How to handle timeouts


#1

Hello everyone.
I am looking a way to kill a service when it has exceeded given timeout in seconds.

So basically situation is this: I have created HTTP/JSON API by using Zato’s HTTP channels and services. These services are accessing our PostgreSQL database (SQLAlchemy) and return the result to requesting client.
Generally this setup works fine, but if the request against PostgreSQL takes too long, the following error 504 (Gateway Time-out, The server didn’t respond in time.) is returned.

Main issue here is not that the status 504 is returned, but that the service which was invoked over HTTP channel is never killed in these sitautions.
This consumes server resources for nothing, as the result is never returned to the client (In worser situation, the client could keep on requesting forwever).

For testing solutions and verifying the issue, I’ve created a small service called LoopTest. Running the service takes 100~ seconds to finish and it prints steps while processing.
Services print/debug output is visible for me, as I*m using only one server in foreground mode (zato start server1/ --fg).

from zato.server.service import Service

class LoopTest(Service):

	def handle_GET(self):
		""" URL: /xxxx/tests/v1/looptest/
		""" 
     
		for i in range(1,100):
			print("Looping i:"+str(i))
			time.sleep(1)

So after this long ramble, the actual question is following: What should I do about this?

For now, my only idea is to use a “proxy” service, which will invoke the actual API service with invoke_by_impl_name method (seems to have support for timeouts) or by other means.

Early thanks for any responses.

Ps.
Some people on the forum might suggest optimizing the query and the database and they would be right.
However I’m afraid that there will be similliar issues in the future, which I would not notice until its too late.


#2

Hi @liuz,

I understand your question and I have a partial answer to it followed by a longer explanation.

First, you can reconfigure the load-balancer and make it wait longer for replies from servers - by default it waits up 15000 ms (15 seconds) for responses and then it returns 504, which is what you encounter.

If you know that sometimes it will take up to 120 seconds you can set it accordingly:

https://zato.io/docs/web-admin/load-balancer/gui.html

The value needed is in “Timeouts (ms)” section, position “server”.

But if we tackle your question in a broader manner we can restate it to ‘How do we interrupt any arbitrary Python code’ to which the answer is that it is impossible to achieve just like that, unless there is cooperation from the code in question.

For instance, in your example of time.sleep - it’s not about any feature lacking in Zato, it is simply impossible to stop such arbitrary code from running (short of using signals or brittle Python VM hacks).

This means that for anything to be interruptible, we need to have support from that piece.

In the case of SQL connections, I’d like to suggest checking out extra arguments passed to SQLAlchemy.

When you create an outgoing SQL connection’s definition there is a field called Extra, you can use it to provide key=value parameters, each in its own line, and they are passed to SQLAlchemy’s create_engine method.

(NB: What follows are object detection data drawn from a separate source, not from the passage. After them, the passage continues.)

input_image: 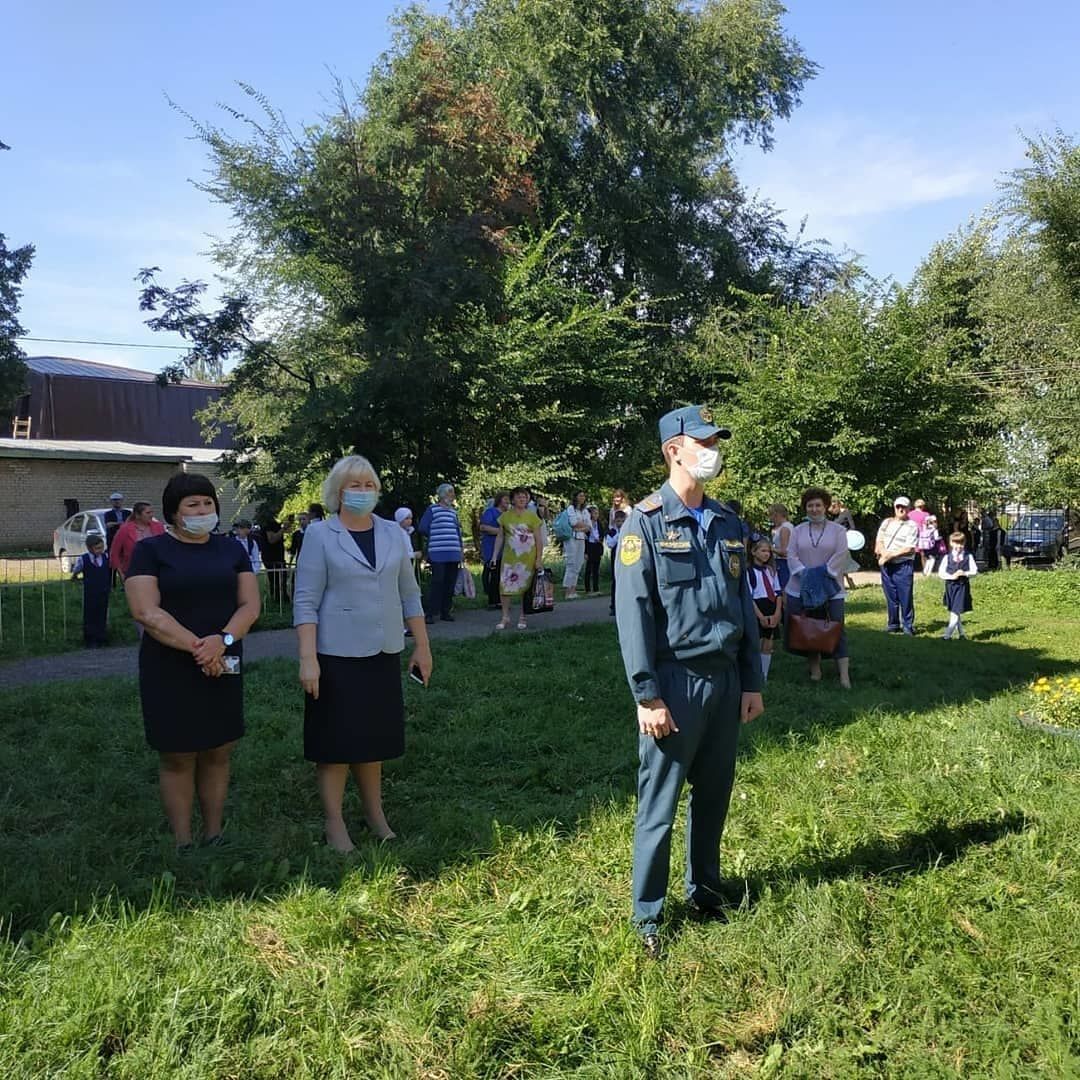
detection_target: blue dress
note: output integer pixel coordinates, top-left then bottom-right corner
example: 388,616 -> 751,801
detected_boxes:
942,551 -> 972,615
127,532 -> 252,754
78,552 -> 112,646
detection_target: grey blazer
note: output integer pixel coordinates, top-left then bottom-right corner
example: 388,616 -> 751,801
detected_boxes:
293,516 -> 423,657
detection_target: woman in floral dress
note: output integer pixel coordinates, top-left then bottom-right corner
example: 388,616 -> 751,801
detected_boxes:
491,487 -> 543,630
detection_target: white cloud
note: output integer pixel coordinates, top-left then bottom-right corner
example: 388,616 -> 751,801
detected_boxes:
737,119 -> 1016,246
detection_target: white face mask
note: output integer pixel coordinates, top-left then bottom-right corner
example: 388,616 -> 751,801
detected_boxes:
180,514 -> 217,537
685,446 -> 724,484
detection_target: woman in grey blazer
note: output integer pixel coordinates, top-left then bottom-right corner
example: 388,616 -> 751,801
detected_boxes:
293,456 -> 431,852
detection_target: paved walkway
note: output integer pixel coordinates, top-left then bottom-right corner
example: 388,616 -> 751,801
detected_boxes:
0,594 -> 615,687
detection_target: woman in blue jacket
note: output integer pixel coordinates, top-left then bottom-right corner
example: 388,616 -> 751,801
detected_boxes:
293,456 -> 431,852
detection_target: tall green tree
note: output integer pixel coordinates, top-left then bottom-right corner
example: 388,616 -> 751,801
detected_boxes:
986,131 -> 1080,505
0,233 -> 33,421
143,0 -> 827,498
697,281 -> 1001,514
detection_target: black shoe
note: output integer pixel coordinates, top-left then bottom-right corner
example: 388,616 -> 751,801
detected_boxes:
642,934 -> 660,960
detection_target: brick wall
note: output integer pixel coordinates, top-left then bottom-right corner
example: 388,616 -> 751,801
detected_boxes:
0,457 -> 253,551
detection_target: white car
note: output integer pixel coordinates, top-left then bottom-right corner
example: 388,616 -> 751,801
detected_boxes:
53,507 -> 131,573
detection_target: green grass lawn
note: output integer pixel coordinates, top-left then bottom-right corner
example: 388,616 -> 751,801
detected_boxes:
0,572 -> 1080,1080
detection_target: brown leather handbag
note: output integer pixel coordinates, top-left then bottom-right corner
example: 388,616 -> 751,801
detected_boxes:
785,611 -> 843,654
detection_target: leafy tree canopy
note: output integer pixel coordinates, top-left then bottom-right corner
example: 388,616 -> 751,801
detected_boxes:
143,0 -> 835,511
0,233 -> 33,418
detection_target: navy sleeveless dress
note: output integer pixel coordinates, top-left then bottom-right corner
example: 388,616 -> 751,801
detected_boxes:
942,551 -> 972,615
127,532 -> 252,754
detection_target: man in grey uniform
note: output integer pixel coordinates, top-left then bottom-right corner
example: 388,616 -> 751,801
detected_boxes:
615,405 -> 765,957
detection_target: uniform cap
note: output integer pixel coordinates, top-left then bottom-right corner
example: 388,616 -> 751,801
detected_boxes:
660,405 -> 731,446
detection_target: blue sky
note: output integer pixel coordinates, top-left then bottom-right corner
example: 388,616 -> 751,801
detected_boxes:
8,0 -> 1080,370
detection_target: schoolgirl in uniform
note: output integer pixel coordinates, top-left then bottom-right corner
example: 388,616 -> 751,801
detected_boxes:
937,532 -> 978,642
746,537 -> 784,681
71,532 -> 112,649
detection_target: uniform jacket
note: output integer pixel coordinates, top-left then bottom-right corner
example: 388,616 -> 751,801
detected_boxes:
615,484 -> 761,701
293,516 -> 423,657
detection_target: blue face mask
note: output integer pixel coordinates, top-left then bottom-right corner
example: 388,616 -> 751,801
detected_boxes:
341,491 -> 379,514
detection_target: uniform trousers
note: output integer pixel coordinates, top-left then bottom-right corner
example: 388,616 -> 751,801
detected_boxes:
881,558 -> 915,634
563,532 -> 585,590
632,657 -> 742,934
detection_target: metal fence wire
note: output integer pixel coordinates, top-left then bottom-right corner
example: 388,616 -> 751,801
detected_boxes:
0,558 -> 293,653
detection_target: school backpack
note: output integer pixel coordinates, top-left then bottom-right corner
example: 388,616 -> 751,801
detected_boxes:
551,507 -> 573,543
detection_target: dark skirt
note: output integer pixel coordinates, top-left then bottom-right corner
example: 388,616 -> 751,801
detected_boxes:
942,578 -> 972,615
754,596 -> 780,639
303,652 -> 405,765
138,634 -> 244,754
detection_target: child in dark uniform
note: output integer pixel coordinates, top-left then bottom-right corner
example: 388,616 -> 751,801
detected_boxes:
937,532 -> 978,642
746,537 -> 784,681
71,532 -> 112,649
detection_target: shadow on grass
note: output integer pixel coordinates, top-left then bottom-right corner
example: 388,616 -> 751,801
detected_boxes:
0,623 -> 1070,936
669,811 -> 1028,929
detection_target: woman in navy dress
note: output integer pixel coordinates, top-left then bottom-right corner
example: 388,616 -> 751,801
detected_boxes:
124,473 -> 259,851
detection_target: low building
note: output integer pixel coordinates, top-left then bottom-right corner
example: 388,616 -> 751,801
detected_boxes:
14,356 -> 232,450
0,438 -> 253,551
0,356 -> 253,551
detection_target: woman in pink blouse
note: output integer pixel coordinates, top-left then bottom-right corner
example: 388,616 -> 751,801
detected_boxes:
784,487 -> 851,690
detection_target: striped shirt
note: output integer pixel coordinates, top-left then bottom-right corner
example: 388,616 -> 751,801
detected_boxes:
417,502 -> 465,563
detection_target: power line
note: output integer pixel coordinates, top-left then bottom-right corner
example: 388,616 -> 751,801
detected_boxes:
15,337 -> 188,352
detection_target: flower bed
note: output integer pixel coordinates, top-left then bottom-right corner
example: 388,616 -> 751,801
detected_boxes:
1020,675 -> 1080,739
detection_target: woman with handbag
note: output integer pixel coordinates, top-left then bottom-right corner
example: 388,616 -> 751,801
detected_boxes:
784,487 -> 851,690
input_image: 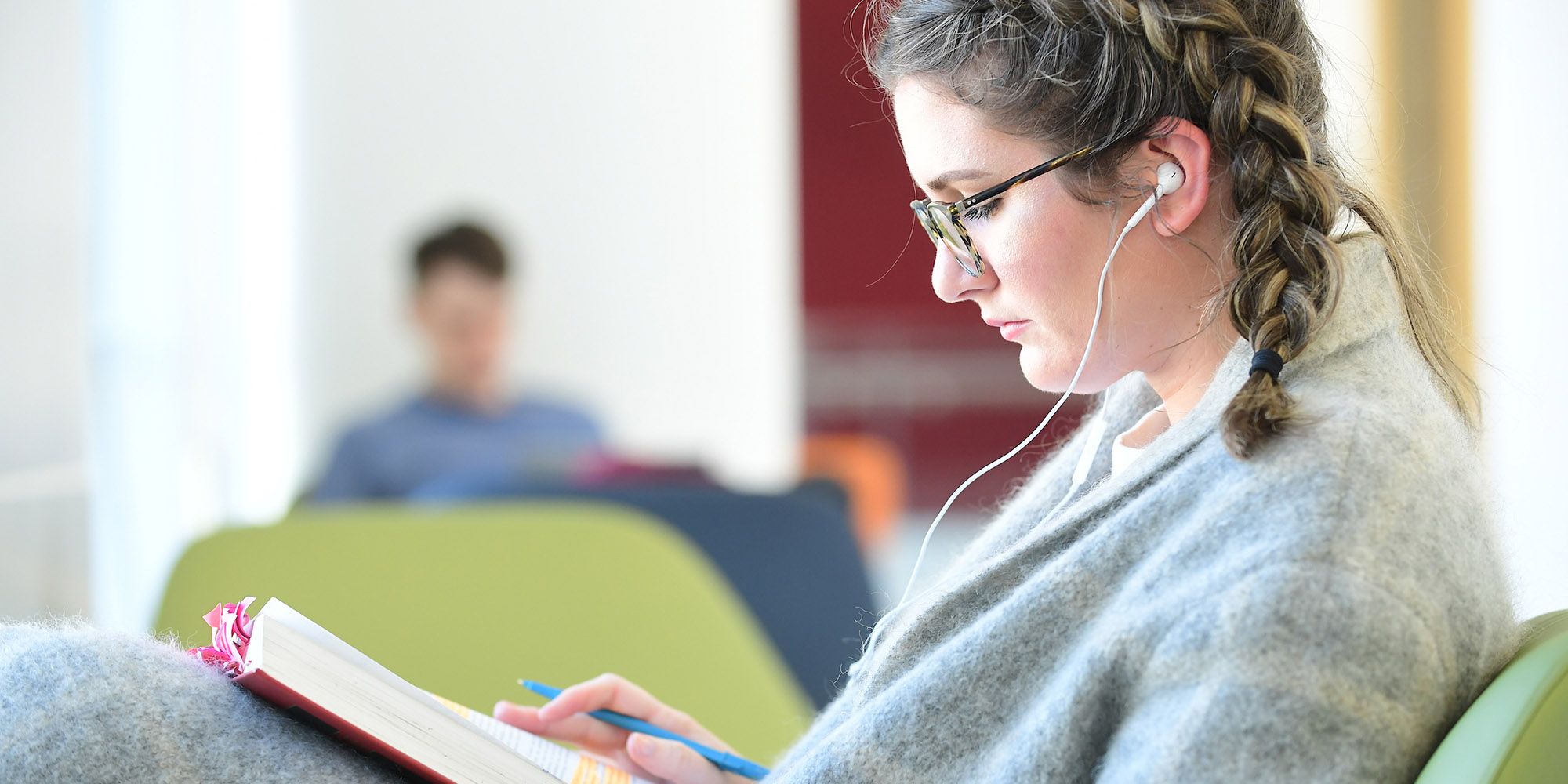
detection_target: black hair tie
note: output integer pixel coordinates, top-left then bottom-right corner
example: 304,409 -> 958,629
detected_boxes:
1247,348 -> 1284,381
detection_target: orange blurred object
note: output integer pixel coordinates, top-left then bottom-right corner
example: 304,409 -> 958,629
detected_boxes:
801,433 -> 908,552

If for your database it is possible to specify timeouts, and SQLAlchemy supports it, then this is the place to configure it.

Another approach would be to use the load-balancer itself to stand in front of the database - I haven’t used it before but it sounds feasible. The idea is that instead of invoking the DB directly you would invoke the load-balancer which would act as a reverse proxy with a timeout between itself and DB. Say, if timeout > 5 s occurs, you get a timeout error in your service and can return an error to the client - but note that if it is an INSERT or UPDATE you would still not know if it succeeded, though again, I think it won’t be an issue in your case because you don’t want to wait anyway so it’s probably only SELECTs.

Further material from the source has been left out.